Wednesday, July 6, 2011

Proust and the Squid, Posting #4


For this post I have a new daunting question. This question is does an Alphabet build a different Brain? In my reading of Proust and the Squid, I came across three ways of how the alphabet can help “build” one’s brain. The first explanation is that “the alphabet increases efficiency over other systems” (Wolf, pg. 60). The second reason is, “that the alphabet’s facilitation of novel thoughts, never before articulated” (Wolf, 60). The third and final reason is that “ the novice reader’s ease in acquiring an alphabetic system through their increased awareness of the sounds of speech” (Wolf, 60). All of these explanations are great but there is one in particular that focuses on one of our framing questions for the course.
The one explanation I want to focus on here is the last one, which talks about the alphabet and relating it to sounds of speech. While reading about this explanation in the book, I felt that it covered the question of how someone can become literate. Why I think this you ask? I thought of this because the explanation behind the idea says, and this is my understanding of it, that the alphabet gives readers more “awareness of speech” (Wolf, 66). Now for us who have been speaking English and know the alphabet like the back of our hand can have a hard time understanding this reasoning.

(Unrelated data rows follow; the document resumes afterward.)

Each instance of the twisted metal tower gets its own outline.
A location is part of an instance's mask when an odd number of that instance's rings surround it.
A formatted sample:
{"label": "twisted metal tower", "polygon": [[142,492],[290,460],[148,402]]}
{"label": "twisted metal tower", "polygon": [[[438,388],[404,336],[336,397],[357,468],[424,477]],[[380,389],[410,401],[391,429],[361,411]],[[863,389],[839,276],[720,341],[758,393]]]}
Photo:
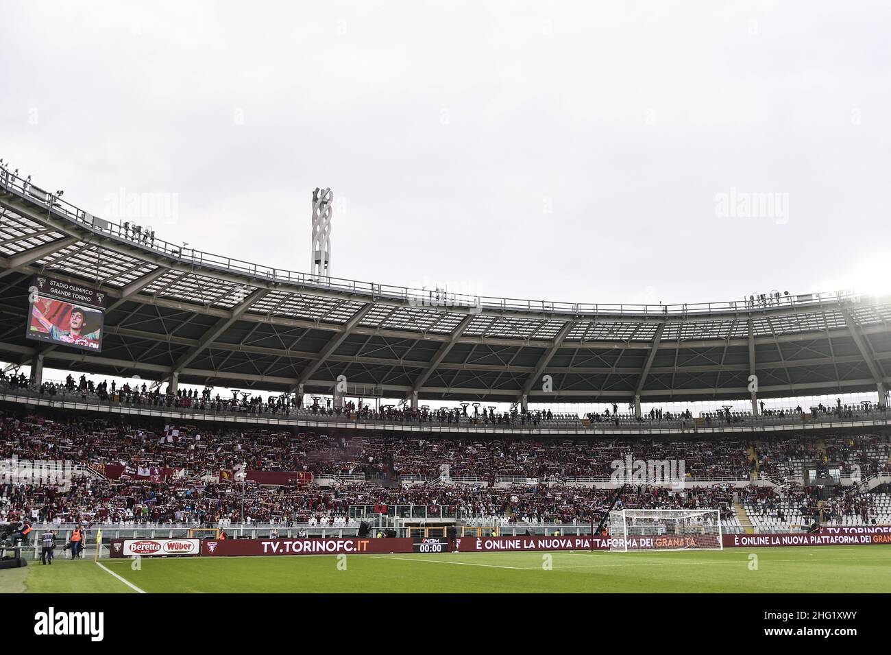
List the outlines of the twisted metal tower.
{"label": "twisted metal tower", "polygon": [[314,277],[331,274],[331,189],[313,192],[313,250],[309,272]]}

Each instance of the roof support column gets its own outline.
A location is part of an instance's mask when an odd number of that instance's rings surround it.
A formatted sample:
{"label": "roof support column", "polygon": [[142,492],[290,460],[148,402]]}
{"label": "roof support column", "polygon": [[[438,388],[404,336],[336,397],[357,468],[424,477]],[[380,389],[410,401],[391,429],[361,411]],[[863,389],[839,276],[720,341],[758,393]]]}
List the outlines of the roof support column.
{"label": "roof support column", "polygon": [[179,373],[174,371],[168,378],[168,396],[176,396],[179,390]]}
{"label": "roof support column", "polygon": [[31,384],[39,387],[44,382],[44,354],[37,353],[31,359]]}
{"label": "roof support column", "polygon": [[752,394],[752,416],[758,415],[758,376],[755,374],[755,331],[748,319],[748,390]]}

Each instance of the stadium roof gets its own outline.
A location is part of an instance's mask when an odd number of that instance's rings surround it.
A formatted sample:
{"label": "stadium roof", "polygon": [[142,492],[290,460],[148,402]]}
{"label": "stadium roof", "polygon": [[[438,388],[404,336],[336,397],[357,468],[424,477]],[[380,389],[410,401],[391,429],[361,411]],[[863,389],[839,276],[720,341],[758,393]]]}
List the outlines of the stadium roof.
{"label": "stadium roof", "polygon": [[[135,234],[0,176],[0,357],[179,382],[421,399],[620,402],[876,391],[891,298],[647,306],[313,279]],[[107,292],[101,354],[25,339],[36,273]],[[542,376],[552,377],[552,392]]]}

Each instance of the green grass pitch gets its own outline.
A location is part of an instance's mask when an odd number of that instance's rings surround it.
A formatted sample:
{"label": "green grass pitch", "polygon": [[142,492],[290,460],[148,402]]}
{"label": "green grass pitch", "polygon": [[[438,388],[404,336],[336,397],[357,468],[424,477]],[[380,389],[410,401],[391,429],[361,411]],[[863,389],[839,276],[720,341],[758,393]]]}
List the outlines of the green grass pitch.
{"label": "green grass pitch", "polygon": [[[129,560],[102,560],[105,570],[92,561],[32,561],[24,591],[135,593],[109,571],[148,594],[891,591],[891,548],[882,545],[347,555],[340,561],[334,555],[143,558],[140,563],[135,570]],[[0,571],[0,591],[6,573]]]}

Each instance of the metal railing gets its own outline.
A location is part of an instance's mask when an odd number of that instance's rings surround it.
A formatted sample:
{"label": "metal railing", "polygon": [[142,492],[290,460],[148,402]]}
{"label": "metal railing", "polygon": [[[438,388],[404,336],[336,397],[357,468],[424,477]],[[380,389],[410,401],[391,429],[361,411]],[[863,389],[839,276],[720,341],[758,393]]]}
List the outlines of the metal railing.
{"label": "metal railing", "polygon": [[783,295],[779,298],[764,297],[763,299],[759,294],[759,297],[756,298],[754,301],[743,298],[740,300],[672,305],[578,303],[474,296],[336,277],[319,278],[306,273],[274,268],[248,262],[243,259],[214,255],[193,248],[185,248],[184,246],[176,245],[163,239],[155,238],[154,236],[147,238],[144,233],[140,233],[136,236],[131,230],[126,230],[113,221],[95,217],[72,205],[68,201],[62,200],[56,193],[37,187],[28,180],[13,175],[5,168],[0,168],[0,189],[5,189],[7,192],[13,193],[42,208],[48,214],[52,212],[77,225],[82,230],[105,237],[111,237],[127,242],[131,246],[163,255],[166,258],[189,266],[218,269],[240,275],[249,275],[276,283],[288,283],[301,287],[315,288],[320,291],[333,291],[369,296],[372,299],[399,300],[420,307],[486,307],[500,310],[533,312],[535,314],[567,314],[574,315],[613,314],[658,316],[727,311],[750,312],[797,305],[837,305],[839,302],[857,302],[865,298],[864,294],[852,290],[844,290],[801,295]]}
{"label": "metal railing", "polygon": [[[325,413],[311,413],[304,410],[290,408],[289,413],[283,411],[268,412],[257,409],[244,410],[240,406],[231,406],[217,410],[212,407],[176,406],[176,404],[167,405],[166,397],[160,396],[160,402],[154,404],[151,398],[143,397],[142,402],[102,400],[95,394],[85,394],[79,391],[69,392],[63,389],[54,389],[54,393],[48,389],[41,394],[39,389],[17,387],[12,389],[9,384],[0,383],[0,400],[22,403],[25,405],[38,405],[47,407],[59,407],[76,411],[98,411],[114,413],[127,413],[135,416],[163,417],[174,421],[211,421],[221,422],[243,422],[267,425],[290,425],[307,428],[343,428],[388,430],[394,432],[430,432],[454,433],[462,435],[647,435],[647,434],[713,434],[734,433],[740,431],[779,431],[805,430],[813,427],[874,427],[885,426],[891,422],[891,412],[872,409],[870,412],[857,410],[853,417],[836,416],[834,414],[796,414],[787,416],[752,416],[740,418],[734,422],[725,422],[723,420],[713,419],[710,423],[699,422],[697,419],[688,419],[683,422],[674,421],[626,421],[617,424],[611,422],[594,422],[585,424],[579,421],[577,424],[567,424],[565,422],[540,421],[538,425],[528,422],[525,425],[513,423],[448,423],[433,421],[400,420],[398,418],[364,419],[346,414],[328,415]],[[197,401],[200,403],[200,401]]]}

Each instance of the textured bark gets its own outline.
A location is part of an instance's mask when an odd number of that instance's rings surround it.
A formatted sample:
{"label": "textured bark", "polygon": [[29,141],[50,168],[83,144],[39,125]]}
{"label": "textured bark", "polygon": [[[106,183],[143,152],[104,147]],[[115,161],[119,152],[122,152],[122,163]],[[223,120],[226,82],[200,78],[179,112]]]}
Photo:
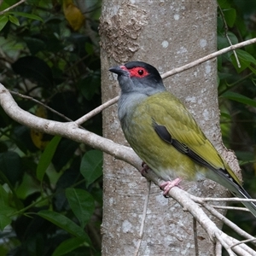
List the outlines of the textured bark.
{"label": "textured bark", "polygon": [[[119,92],[117,81],[108,72],[117,63],[143,61],[164,73],[214,52],[216,12],[215,1],[102,1],[102,102]],[[216,61],[168,78],[164,83],[183,101],[217,148],[223,150]],[[104,137],[127,145],[116,105],[104,111],[103,125]],[[183,186],[199,196],[223,197],[227,193],[209,180]],[[137,170],[105,155],[102,255],[134,255],[147,193],[147,182]],[[197,235],[200,254],[212,255],[214,246],[207,236],[200,228]],[[139,255],[195,255],[191,215],[175,201],[164,198],[155,186],[150,192]]]}

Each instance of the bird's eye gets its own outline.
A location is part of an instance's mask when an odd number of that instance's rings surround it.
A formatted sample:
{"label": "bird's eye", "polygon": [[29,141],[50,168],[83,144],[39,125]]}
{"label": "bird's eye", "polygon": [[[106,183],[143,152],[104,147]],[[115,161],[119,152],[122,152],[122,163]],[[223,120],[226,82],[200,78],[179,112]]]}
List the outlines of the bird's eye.
{"label": "bird's eye", "polygon": [[137,71],[137,73],[138,73],[140,76],[142,76],[142,75],[143,74],[143,73],[144,73],[144,71],[143,71],[143,69],[139,69],[139,70]]}

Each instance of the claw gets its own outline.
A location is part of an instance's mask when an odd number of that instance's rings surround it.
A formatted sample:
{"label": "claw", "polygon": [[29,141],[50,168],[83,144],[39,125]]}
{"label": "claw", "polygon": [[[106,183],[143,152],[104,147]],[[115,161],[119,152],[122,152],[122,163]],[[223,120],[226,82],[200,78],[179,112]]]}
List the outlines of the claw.
{"label": "claw", "polygon": [[143,166],[143,169],[141,171],[141,173],[143,176],[144,176],[144,173],[148,173],[148,170],[150,169],[149,166],[143,161],[142,163],[142,166]]}
{"label": "claw", "polygon": [[172,181],[166,181],[160,184],[160,189],[164,191],[163,195],[165,197],[168,195],[169,191],[173,187],[178,187],[182,189],[181,186],[179,186],[179,183],[181,182],[181,178],[177,177]]}

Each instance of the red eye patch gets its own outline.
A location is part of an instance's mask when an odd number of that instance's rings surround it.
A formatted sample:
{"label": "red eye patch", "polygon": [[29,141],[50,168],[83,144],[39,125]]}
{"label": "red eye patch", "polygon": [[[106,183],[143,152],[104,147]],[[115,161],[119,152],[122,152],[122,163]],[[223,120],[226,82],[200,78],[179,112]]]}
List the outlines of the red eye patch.
{"label": "red eye patch", "polygon": [[148,72],[144,68],[141,67],[133,67],[131,69],[128,69],[131,77],[136,77],[136,78],[144,78],[148,74]]}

This is because we have been around the language long enough that everything is automated and imprinted into our brains. For someone who is learning English as a second language this may not be the case. For an alphabet to be an alphabet it has to consist of certain characteristics in order to be “official”.   These characteristics can include vowels, syllables, ext. This is something that can be hard to grasp when leering English. But by learning the alphabet it causes your brain to “think differently”, as the author Maryanne Wolf would say. It causes a different thinking process because when you start learning different words and how they are pronounced, you see them in a different way. One now sees them as letters that make a certain number of syllables or vowels that make a long or a short sounds. It is just more than seeing letters and knowing how to pronounce them, you “see” the word as a whole and what it is composed of. By seeing this and understanding it, it can help increase your awareness when speaking the word. A great exercise for this when “seeing” the word is sounding it out. It allows you to verbally and visually understand why and what letters make certain sounds. Understanding this idea can help one become literate because it will allow them to understand how and why words sound the way they do. It will give them a different way of thinking and looking at the words, as stated by Maryanne Wolf as she answers her question, if an Alphabet builds a different Brain? Thanks for reading, let me know what you think!

1 comment:

  1. It is interesting to think back to how we all first started to learn how to read. As we looked at the weird lines on the paper, we couldn't understand how those things made any sense. We learned that every letter has a sound and those sounds make up words. During this time our brain was growing with information and forever changed. I wonder how people who don't read view the world compared to those who do.